Yes, that’s true. It’s my preference. I know not to get bored. Years ago, not knowing this about myself and thoroughly bored with my career, I signed up for skydiving. In the air, my feet dangled 3,000 feet above the ground, I gripped the plane’s strut and read the bumper sticker that someone wickedly put there: “Sh*t happens.” Now I prefer to take my risks on the ground.

What I look for in a friendship is something similar to the one between Elizabeth Cady Stanton and Susan B. Anthony. They worked together for 51 years, through wins and defeats, fighting for women’s rights. The first time they met, wrote Stanton, “There she stood with her good, earnest face and genial smile….I liked her thoroughly.” Anthony would babysit Stanton’s children while Stanton worked on her speeches, no small matter since Stanton had seven offspring. And in the end, reflected Antony, “It is fifty-one years since we first met, and we have been busy through every one of them.”

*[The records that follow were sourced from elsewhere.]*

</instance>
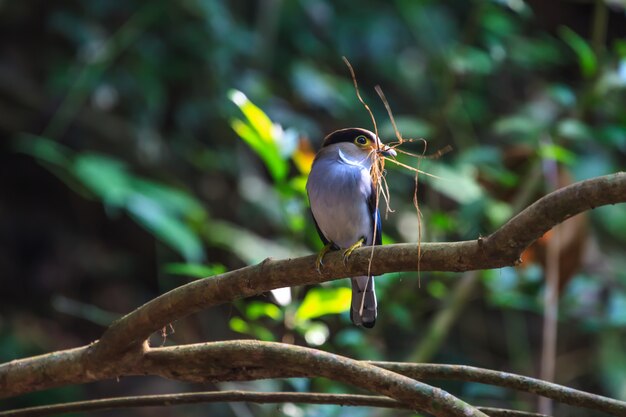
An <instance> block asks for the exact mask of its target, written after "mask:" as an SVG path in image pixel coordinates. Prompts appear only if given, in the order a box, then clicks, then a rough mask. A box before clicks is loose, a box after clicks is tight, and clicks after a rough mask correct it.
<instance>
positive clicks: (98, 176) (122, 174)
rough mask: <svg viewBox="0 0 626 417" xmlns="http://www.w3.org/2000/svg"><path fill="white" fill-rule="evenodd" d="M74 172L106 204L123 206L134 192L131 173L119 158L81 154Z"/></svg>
mask: <svg viewBox="0 0 626 417" xmlns="http://www.w3.org/2000/svg"><path fill="white" fill-rule="evenodd" d="M71 170H72V172H73V174H74V175H75V176H76V177H77V178H78V179H79V180H80V181H81V182H82V183H83V184H84V185H85V186H86V187H87V188H88V189H89V190H90V191H92V192H93V193H94V194H96V195H97V196H98V197H99V198H100V199H102V201H103V202H104V204H106V205H109V206H113V207H116V208H121V207H123V206H124V205H125V204H126V202H127V200H128V199H129V197H130V196H131V195H132V194H133V193H134V190H133V188H132V185H131V175H130V174H129V172H128V171H127V170H126V166H125V165H124V164H123V163H122V162H120V161H119V160H117V159H114V158H111V157H109V156H106V155H102V154H97V153H84V154H79V155H77V156H76V158H75V159H74V163H73V165H72V167H71Z"/></svg>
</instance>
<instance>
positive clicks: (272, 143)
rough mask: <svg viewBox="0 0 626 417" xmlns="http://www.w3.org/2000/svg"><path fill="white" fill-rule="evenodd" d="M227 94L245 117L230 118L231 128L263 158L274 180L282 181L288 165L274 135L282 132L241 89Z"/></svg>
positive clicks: (285, 176) (235, 132)
mask: <svg viewBox="0 0 626 417" xmlns="http://www.w3.org/2000/svg"><path fill="white" fill-rule="evenodd" d="M228 96H229V98H230V100H231V101H232V102H233V103H235V105H236V106H237V107H238V108H239V110H241V112H242V113H243V115H244V116H245V118H246V121H242V120H239V119H233V120H231V121H230V125H231V127H232V129H233V130H234V131H235V133H237V135H238V136H239V137H240V138H241V139H243V140H244V141H245V142H246V143H247V144H248V146H250V147H251V148H252V150H253V151H254V152H255V153H256V154H257V156H258V157H259V158H261V160H263V163H265V166H266V167H267V169H268V170H269V172H270V174H271V175H272V178H273V179H274V181H276V182H282V181H283V180H285V178H286V177H287V173H288V171H289V165H288V163H287V161H286V160H285V159H284V158H283V156H282V154H281V152H280V145H279V142H278V140H277V139H278V138H277V137H276V135H277V134H278V132H280V133H281V134H282V133H283V132H282V131H281V130H280V129H279V128H275V127H274V125H273V124H272V121H271V120H270V118H269V117H267V115H266V114H265V113H263V111H262V110H261V109H260V108H258V107H257V106H255V105H254V104H253V103H252V102H251V101H250V100H248V98H247V97H246V95H245V94H244V93H242V92H241V91H237V90H231V91H230V92H229V93H228Z"/></svg>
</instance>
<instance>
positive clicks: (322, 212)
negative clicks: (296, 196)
mask: <svg viewBox="0 0 626 417" xmlns="http://www.w3.org/2000/svg"><path fill="white" fill-rule="evenodd" d="M335 156H336V157H326V158H318V159H316V161H315V163H314V164H313V167H312V169H311V173H310V174H309V180H308V182H307V192H308V194H309V201H310V203H311V211H312V212H313V216H314V217H315V221H316V222H317V225H318V226H319V228H320V230H321V231H322V233H323V234H324V236H325V237H326V238H327V239H328V240H330V241H332V242H333V243H335V244H336V245H337V246H339V247H340V248H348V247H350V246H351V245H352V244H354V243H355V242H356V241H357V240H359V239H360V238H361V237H366V242H365V243H366V244H368V245H369V244H371V243H372V239H371V236H372V235H373V230H372V228H373V218H372V215H371V214H370V211H369V208H368V204H367V201H368V198H369V196H370V193H371V179H370V173H369V164H366V165H361V164H358V163H357V164H354V163H347V161H342V160H341V158H339V157H338V156H339V155H338V154H335Z"/></svg>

That’s a solid friendship. That’s the kind I like. Yes, I may not return emails in an instant, but I will respond. And if you need someone in the middle of the night, I’ll come running to help.
When I reflect on the whole experience now, I see that the phrase “we get what we look for” is true here. She didn’t have a lot of friends, and she didn’t want a friend, no matter what I did.
What I want is a friendship that endures, through good times and bad. If we get what we’re looking for, well, then I’ll keep looking.